MŚ 2018: W Niemczech trwa dyskusja o bojkocie mistrzostw. "To, że tam jedziemy nie znaczy, że popieramy Rosję"

Getty Images / Na zdjęciu: reprezentacja Niemiec
Getty Images / Na zdjęciu: reprezentacja Niemiec

Reprezentacja Niemiec to jeden z faworytów mistrzostw świata. U naszych zachodnich sąsiadów trwa jednak dyskusja dotycząca bojkotu tej imprezy. Wszystko przez militarne działania Rosji w Syrii.

Rosjanie od kilku miesięcy są zaangażowani militarnie w Syrii. Według ich wstępnych deklaracji, celem nalotów mieli być dżihadyści z Państwa Islamskiego, a także inne radykalne ugrupowania. Priorytetem było jednak wsparcie reżimu Baszara Asada. Podczas wojskowej operacji przetestowano ponad 200 rodzajów broni. Często zdarzało się, że zamiast wrogich oddziałów, w nalotach ginęli cywile.

Również skandal dopingowy ma wpływ na debatę toczoną w Niemczech. Eksperci obawiają się tego, że reprezentanci Rosji nie będą odpowiednio badani, a rząd pomoże im w tuszowaniu ewentualnych wpadek dopingowych. Tak było podczas ostatniej wielkiej imprezy organizowanej w Rosji - igrzysk olimpijskich w 2014 roku. Po latach wykryto wiele przypadków dopingu, a ostatecznie sportowców tego kraju wykluczono z igrzysk w Pjongczangu.

- Udział w mistrzostwach świata nie oznacza, że popieramy dany system, reżim czy władcę. Nie pozwalamy sobie na takie instrumentalne traktowanie. Niezależnie od tego gdzie gramy, zawsze najważniejsze dla nas są takie wartości jak otwartość, różnorodność czy tolerancja. Niezwykle trudno patrzy się na codzienne okropne obrazy z Syrii, zwłaszcza kiedy dotyczy to dzieci. Dlatego chcę, aby politycy znaleźli pokojowe rozwiązanie dzięki dyplomacji. Wiem, że miliony Niemców chcą, byśmy latem dobrze prezentowali się na boisku i zdobyli mistrzostwo świata. To jest nasze marzenie - odpowiedział na pytanie "Bilda" dotyczące ewentualnego bojkotu mistrzostw świata.
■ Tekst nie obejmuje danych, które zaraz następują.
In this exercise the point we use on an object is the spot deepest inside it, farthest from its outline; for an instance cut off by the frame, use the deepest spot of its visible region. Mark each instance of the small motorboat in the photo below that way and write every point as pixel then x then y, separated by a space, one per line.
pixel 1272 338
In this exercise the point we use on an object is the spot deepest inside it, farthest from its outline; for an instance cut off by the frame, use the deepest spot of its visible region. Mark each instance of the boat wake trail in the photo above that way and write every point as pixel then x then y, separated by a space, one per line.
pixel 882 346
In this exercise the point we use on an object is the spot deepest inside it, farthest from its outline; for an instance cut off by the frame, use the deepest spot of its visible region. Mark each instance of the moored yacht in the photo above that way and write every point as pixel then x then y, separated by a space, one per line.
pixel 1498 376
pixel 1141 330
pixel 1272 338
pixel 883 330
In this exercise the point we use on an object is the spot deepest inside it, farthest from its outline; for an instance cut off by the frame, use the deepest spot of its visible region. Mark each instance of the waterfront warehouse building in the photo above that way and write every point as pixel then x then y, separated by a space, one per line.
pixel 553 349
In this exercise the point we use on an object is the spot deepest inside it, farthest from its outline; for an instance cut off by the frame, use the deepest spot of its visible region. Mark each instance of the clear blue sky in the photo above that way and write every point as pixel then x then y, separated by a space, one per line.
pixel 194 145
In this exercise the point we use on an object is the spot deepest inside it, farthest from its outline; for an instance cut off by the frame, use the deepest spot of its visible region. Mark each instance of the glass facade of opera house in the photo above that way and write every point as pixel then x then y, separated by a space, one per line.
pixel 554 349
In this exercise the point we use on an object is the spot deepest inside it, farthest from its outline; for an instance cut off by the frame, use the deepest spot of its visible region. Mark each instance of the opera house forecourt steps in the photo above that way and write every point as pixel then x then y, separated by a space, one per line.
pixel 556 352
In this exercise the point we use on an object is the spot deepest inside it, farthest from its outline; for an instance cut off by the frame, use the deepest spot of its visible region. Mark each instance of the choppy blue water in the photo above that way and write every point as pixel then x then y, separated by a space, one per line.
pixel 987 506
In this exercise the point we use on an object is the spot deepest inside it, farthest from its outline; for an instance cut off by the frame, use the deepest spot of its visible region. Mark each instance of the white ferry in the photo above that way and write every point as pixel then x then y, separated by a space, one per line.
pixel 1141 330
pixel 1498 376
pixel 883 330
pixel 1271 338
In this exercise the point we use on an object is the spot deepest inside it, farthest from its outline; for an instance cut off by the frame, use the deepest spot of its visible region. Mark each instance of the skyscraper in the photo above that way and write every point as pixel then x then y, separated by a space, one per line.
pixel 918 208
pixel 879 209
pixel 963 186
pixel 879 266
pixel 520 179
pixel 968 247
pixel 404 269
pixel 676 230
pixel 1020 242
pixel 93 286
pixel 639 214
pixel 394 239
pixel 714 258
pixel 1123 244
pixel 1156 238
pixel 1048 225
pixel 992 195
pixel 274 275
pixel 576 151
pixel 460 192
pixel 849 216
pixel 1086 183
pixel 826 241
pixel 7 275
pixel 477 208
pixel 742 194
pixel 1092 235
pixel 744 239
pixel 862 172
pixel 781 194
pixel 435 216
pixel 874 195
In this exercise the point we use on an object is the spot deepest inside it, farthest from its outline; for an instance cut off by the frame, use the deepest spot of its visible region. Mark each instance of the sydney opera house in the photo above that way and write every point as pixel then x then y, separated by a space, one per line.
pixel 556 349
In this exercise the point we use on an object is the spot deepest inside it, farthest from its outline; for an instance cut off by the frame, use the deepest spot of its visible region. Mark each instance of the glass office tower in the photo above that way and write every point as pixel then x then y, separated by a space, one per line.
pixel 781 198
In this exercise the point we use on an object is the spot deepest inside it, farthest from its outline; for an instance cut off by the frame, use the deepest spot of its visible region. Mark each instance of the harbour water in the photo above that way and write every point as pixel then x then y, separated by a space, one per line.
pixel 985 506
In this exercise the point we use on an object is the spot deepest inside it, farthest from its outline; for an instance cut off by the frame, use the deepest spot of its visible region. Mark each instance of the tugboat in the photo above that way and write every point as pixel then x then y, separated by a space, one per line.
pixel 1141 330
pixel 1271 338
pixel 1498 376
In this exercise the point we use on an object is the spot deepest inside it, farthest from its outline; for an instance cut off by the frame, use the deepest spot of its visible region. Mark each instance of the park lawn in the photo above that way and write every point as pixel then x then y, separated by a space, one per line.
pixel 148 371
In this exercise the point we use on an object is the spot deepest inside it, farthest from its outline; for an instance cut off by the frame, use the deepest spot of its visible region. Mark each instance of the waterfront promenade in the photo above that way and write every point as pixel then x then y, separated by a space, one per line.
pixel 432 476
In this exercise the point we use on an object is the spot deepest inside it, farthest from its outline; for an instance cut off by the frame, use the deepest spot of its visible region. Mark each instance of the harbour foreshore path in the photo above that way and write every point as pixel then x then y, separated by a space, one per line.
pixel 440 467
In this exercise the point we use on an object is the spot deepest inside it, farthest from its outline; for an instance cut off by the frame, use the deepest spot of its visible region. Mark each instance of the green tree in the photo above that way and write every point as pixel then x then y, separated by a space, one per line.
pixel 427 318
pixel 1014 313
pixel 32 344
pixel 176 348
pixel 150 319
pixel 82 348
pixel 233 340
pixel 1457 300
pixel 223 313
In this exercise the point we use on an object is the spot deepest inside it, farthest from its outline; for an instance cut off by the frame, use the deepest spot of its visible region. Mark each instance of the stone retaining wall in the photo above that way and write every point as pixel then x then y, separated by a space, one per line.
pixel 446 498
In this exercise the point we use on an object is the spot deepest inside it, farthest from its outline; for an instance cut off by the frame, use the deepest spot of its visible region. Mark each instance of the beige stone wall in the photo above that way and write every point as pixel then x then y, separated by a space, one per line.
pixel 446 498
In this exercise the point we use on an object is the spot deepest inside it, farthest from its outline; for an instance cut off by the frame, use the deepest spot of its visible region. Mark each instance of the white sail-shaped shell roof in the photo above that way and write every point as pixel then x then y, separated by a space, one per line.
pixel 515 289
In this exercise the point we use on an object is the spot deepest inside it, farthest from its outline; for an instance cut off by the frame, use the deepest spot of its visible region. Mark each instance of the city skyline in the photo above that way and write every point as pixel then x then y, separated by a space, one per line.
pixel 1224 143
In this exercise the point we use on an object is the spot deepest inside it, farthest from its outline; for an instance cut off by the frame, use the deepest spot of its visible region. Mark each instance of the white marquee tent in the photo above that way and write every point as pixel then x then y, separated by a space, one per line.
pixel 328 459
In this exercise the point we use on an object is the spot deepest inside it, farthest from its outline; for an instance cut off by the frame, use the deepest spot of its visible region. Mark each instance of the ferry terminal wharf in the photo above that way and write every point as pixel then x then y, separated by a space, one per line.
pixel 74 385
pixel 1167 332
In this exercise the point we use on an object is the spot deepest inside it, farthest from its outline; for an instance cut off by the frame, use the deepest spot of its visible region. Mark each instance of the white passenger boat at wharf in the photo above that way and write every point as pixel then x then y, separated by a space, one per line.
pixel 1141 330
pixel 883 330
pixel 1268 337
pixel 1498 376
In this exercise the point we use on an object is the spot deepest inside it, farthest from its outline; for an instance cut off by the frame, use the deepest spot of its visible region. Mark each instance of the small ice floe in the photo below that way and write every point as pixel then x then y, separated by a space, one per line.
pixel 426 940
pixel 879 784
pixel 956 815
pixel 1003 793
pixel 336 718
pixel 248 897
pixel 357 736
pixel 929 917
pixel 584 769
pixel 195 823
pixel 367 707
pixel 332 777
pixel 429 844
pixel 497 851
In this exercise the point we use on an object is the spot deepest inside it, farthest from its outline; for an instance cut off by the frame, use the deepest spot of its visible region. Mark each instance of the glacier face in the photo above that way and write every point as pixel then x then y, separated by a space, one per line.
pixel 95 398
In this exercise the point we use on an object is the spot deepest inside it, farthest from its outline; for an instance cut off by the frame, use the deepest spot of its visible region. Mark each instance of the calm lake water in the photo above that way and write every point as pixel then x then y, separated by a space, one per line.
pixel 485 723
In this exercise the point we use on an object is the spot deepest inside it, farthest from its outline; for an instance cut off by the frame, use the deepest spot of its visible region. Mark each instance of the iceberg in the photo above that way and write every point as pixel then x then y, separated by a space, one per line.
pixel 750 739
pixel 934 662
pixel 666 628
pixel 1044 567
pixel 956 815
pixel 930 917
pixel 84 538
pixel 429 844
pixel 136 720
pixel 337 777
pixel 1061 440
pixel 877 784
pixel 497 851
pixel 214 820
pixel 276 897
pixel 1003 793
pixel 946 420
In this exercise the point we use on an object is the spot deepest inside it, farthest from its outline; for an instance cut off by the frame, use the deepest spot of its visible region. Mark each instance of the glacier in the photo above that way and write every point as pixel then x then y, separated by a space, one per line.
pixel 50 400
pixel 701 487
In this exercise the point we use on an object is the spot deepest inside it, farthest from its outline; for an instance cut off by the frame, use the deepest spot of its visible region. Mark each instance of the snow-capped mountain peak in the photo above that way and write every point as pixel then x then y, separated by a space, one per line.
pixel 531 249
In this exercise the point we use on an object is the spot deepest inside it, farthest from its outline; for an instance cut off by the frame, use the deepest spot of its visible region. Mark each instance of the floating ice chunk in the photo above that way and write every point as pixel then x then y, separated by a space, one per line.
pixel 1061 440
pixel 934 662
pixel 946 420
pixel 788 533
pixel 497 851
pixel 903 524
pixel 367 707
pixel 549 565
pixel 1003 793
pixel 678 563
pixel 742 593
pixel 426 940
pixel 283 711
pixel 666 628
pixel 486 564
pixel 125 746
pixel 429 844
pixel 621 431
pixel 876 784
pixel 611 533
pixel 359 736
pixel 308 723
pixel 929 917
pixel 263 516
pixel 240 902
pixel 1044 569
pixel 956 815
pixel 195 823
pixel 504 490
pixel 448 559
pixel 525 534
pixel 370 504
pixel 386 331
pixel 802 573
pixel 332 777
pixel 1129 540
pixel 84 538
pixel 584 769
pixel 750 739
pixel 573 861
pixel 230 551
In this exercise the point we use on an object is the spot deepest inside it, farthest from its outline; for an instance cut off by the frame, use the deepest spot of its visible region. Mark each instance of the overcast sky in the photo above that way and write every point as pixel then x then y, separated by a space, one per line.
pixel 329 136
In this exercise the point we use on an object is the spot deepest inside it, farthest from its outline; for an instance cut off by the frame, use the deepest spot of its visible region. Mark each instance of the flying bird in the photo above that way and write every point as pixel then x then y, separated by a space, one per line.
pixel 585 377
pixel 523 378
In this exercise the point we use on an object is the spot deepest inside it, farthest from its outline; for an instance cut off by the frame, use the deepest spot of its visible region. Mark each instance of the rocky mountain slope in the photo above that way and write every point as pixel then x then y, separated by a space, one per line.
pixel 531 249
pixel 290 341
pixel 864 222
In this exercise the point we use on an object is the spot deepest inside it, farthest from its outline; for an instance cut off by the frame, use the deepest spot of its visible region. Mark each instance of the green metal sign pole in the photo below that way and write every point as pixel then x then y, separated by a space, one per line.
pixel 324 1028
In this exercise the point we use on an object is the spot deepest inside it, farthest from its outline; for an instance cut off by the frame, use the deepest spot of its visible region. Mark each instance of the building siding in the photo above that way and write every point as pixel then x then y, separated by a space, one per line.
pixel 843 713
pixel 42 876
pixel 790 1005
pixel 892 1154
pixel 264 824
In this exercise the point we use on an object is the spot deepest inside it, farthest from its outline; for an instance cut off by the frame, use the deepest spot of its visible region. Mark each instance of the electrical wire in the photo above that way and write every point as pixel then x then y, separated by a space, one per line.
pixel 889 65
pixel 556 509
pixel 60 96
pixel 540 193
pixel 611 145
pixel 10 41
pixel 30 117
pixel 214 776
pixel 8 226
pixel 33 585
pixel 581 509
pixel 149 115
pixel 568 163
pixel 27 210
Niemieccy dziennikarze o możliwość bojkotu zapytali także sponsorów, piłkarzy i polityków. Odpowiedzi są różne. Jedni są za rezygnacją z występów na mundialu. Inni nie chcą łączyć sportu z polityką. - Nie widzę żadnego związku, by bojkotować mistrzostwa. Nie mogę się ich doczekać - przyznał rzecznik Bitburger Braugruppe, Axel Dahm. -  Wierzymy, że mieszanka krajów, ludzi i kultur to ważny wkład w międzynarodowe porozumienie i to niezależnie od tego, jaka jest sytuacja polityczna czy wojskowa w danym kraju - przekazał rzecznik Lufthansy.

Piłkarze nie zgadzają się z militarną działalnością Rosji w Syrii. I na tym z reguły kończy się ich zaangażowanie w ten temat. - Takie zdjęcia są bolesne. Jesteśmy jednak z zawodu piłkarzami i staramy się uszczęśliwiać ludzi poprzez sport. Płacimy pieniądze na polityków i to oni muszą działać w takich sprawach, zamiast spędzać miesiące nad próbami stworzenia rządu - skrytykował władze Niemiec Sandro Wagner. - Nawet nie wiem, czy w ogóle pojadę do Rosji. Jedyne co mogę powiedzieć, to to, że potępiam każdą wojnę i chciałbym, by konflikt w Syrii wreszcie się skończył - dodał Lars Stindl.

Politycy nie widzą sensu bojkotu mistrzostw. - Mistrzostwa świata to festiwal dla milionów ludzi. Bojkotowanie ich z powodu zbrodni Kremla byłoby błędem - przyznał Michaił Chodorkowski, jeden z przeciwników Władimira Putina. Jak zauważa "Bild", wojna w Syrii trwa już siedem lat i wojskowi nie zrobią przerwy podczas mistrzostw w Rosji, które trwać będą od 14 czerwca do 15 lipca.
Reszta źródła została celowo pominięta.